Both NULL and a unique pointer value can be safely passed to free() :-).
Answers to this question taught me about the candidates taste and understanding of good API design :-).
Both NULL and "unique pointer" are correct answers, but all modern implementations only chose to return one of these. My follow-up question is "why ?" :-).
When malloc returns NULL, it's saying that there was some error.
However, IIRC the only malloc error is ENOMEM. It's unclear why malloc(0) would run into that. (If malloc(0) did run into an ENOMEM, then NULL would be required, but the result of malloc(0) need not tell you anything about subsequent calls to *alloc functions. However, there is a possible malloc guarantee to consider.)
There's some interaction with realloc() which may favor NULL or a non-null pointer to 0 bytes, but that's too much work to figure out now.
Suppose that malloc(0) returns a not-NULL value. Is malloc(0) == malloc(0) guaranteed to be false? (I think that it is, which is how ENOMEM can happen.)
So, the "right" answer is probably malloc(0) returns a unique pointer because then the error check is simpler - a NULL return value is always a true error, you don't have to look at size.
The current malloc() overloads the return to say NULL == no memory available/internal malloc fail for some reason and as far as the standard goes, allowing NULL return if size==0.
So if you get NULL back from malloc, did it really mean no memory/malloc fail, or zero size passed in ?

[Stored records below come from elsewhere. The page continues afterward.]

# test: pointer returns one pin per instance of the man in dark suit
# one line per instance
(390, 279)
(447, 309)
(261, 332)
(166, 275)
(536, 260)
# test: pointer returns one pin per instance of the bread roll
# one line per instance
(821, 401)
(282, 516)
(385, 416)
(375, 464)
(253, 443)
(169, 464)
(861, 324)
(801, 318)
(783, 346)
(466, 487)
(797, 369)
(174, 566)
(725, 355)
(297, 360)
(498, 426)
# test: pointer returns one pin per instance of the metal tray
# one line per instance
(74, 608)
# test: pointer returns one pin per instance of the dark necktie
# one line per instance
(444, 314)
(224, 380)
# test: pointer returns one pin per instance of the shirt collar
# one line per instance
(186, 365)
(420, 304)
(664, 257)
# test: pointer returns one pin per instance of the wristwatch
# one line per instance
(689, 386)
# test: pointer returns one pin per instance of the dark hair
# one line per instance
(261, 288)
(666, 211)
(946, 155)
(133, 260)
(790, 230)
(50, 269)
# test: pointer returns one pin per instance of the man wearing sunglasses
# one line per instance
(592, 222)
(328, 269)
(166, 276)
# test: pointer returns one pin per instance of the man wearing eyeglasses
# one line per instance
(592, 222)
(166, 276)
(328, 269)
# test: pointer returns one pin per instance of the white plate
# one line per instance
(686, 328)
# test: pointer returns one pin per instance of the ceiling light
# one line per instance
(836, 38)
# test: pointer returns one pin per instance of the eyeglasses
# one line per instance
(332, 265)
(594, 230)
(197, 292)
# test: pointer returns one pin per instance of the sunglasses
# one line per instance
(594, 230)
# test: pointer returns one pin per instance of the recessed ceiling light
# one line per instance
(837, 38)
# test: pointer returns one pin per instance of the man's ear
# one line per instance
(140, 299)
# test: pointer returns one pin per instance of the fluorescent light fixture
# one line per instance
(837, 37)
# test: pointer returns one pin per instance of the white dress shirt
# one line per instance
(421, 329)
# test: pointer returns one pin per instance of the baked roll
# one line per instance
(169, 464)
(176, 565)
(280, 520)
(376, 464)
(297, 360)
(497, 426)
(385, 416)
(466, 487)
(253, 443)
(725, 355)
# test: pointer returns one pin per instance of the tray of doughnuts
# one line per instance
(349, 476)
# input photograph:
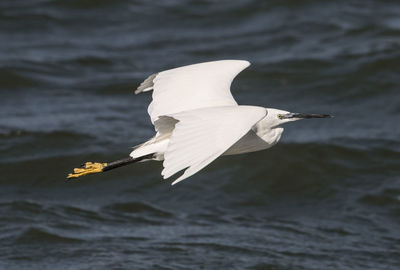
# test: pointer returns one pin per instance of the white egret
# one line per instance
(197, 120)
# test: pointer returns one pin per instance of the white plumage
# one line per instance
(197, 120)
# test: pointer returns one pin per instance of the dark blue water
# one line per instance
(326, 197)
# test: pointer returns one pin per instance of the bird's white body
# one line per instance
(197, 119)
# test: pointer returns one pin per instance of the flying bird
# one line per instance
(196, 120)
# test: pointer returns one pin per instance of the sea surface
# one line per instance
(326, 197)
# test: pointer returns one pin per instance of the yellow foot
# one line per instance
(87, 168)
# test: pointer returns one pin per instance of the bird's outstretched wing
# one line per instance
(204, 134)
(192, 87)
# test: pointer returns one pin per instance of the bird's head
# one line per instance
(280, 117)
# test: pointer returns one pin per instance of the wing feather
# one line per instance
(204, 134)
(192, 87)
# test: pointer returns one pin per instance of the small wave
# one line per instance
(137, 207)
(13, 79)
(33, 234)
(86, 4)
(387, 197)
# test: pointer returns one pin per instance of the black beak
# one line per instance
(304, 115)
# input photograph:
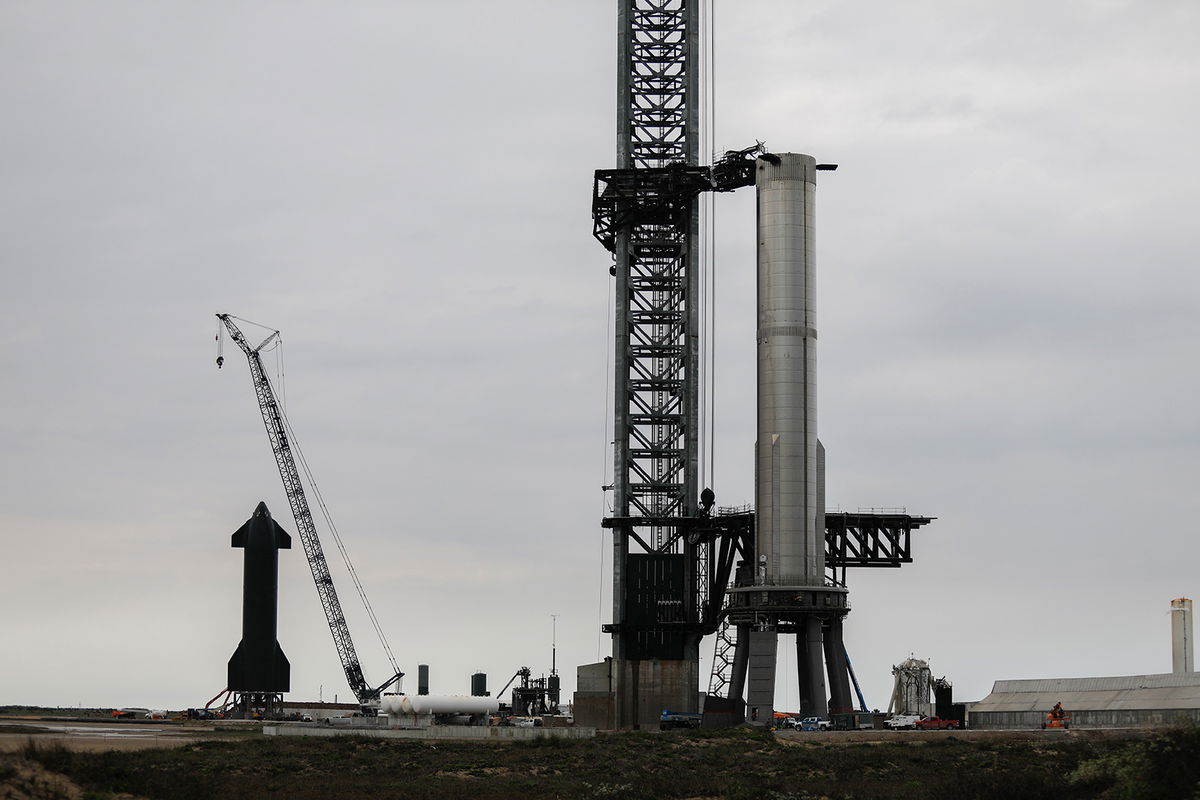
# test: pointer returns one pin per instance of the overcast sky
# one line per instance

glibc and all implementations distinguish the two by allocating a internal malloc heap header, but with internal size bookkeeping size of zero, returning a pointer to the byte after the internal malloc heap header.
The only valid things you can do with the returned pointer is test it for != NULL, or pass it to realloc() or free(). You can never dereference it.
Returning a valid pointer to NO DATA is what all modern implementations do when a size==0 is requested.
In an interview situation, discussions around all these points are very productive, telling me how the candidate thinks about API design and how to fix a bad old one, whether they know anything about malloc internals (which is essential as overwriting internal malloc header info is a common security attack), and how they deal with errors returned from code.
Remember, it was only my warmup question :-). Things get really interesting after that :-) :-).
While it would be good if malloc(0) always returned a pointer, you can't rely on malloc(0) returning NULL just for errors. There's not even a guarantee that malloc(0) does the same thing every time.
Note that "returning a pointer to the byte after the internal malloc header" means that malloc(0) == malloc(0), breaking the unique pointer guarantee unless malloc(0) actually causes an allocation.
However, allocating in malloc(0) means that while(1) malloc(0); can cause a segfault, which would be a surprising thing.
malloc(0) != malloc(0) because the internal malloc header is different for each allocation.
Asking for a malloc of size n, means internally the malloc library allocates n + h, where h is the internal malloc header size. So there is always an allocation being done for at least a size of h, just with an internal bookkeeping "size" field set to zero.
and yes, while(1) malloc(0); will eventually run out of memory, counter-intuitively :-).
Answers to this question taught me about the candidates taste and understanding of good API design :-).
Both NULL and "unique pointer" are correct answers, but all modern implementations only chose to return one of these. My follow-up question is "why ?" :-).